Electromagnet Phasing (The ULN2003 Driver)
The 28BYJ-48 Stepper Motor has five wires. You cannot just hook it up to a battery.
- The inside of the motor has multiple distinct electromagnet coils arranged in a circle.
- The rotor is a permanent magnet. To make the motor spin exactly one tiny step, you must energize Coil A, then turn it off, energize Coil B, turn it off, energize Coil C...
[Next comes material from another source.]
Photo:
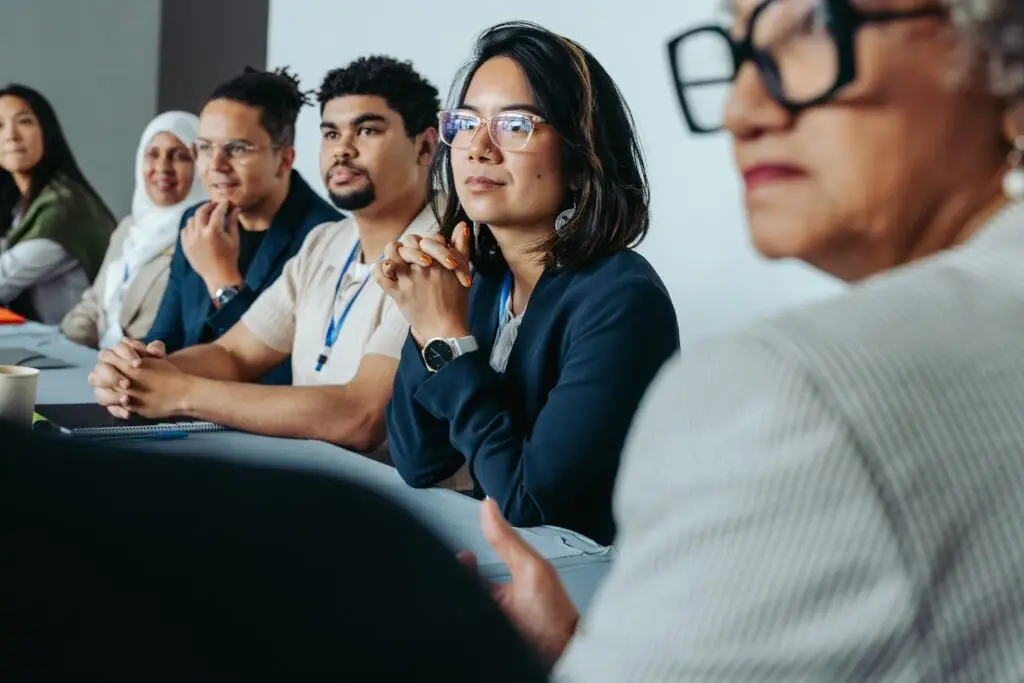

- This complex sequential switching requires the ULN2003 Driver Board. You connect Arduino Pins 8, 9, 10, and 11 to the driver
IN1 - IN4.
The Stepper.h Code Logic
Writing the High/Low switching sequence manually is painful.
- You include the native
<Stepper.h>library. - You initialize the object:
Stepper myStepper(2048, 8, 10, 9, 11);(Note that pins 9 and 10 are often swapped in software execution due to how the internal coils are wired!) - The Execution Command: You do not tell it an angle. You tell it an exact step count.
myStepper.setSpeed(10);(10 RPM).myStepper.step(1024);- The Arduino instantly begins firing pulses down the four wires. The electromagnet coils pull the rotor through exactly 1,024 microscopic magnetic clicks. Because the motor has 2,048 steps per revolution... you just commanded a flawlessly exact 180-degree turn!
Basic Stepper Hardware
- Arduino Uno/Nano.
- 28BYJ-48 5V Stepper Motor + ULN2003 Driver Board (The gold standard beginner stepper kit).
- A 5V Breadboard Power Supply Module (Do NOT power the stepper directly off the Arduino 5V pin! It draws sharp, spiked current pulses of over 500mA that will cause the Uno to randomly reset or crash!).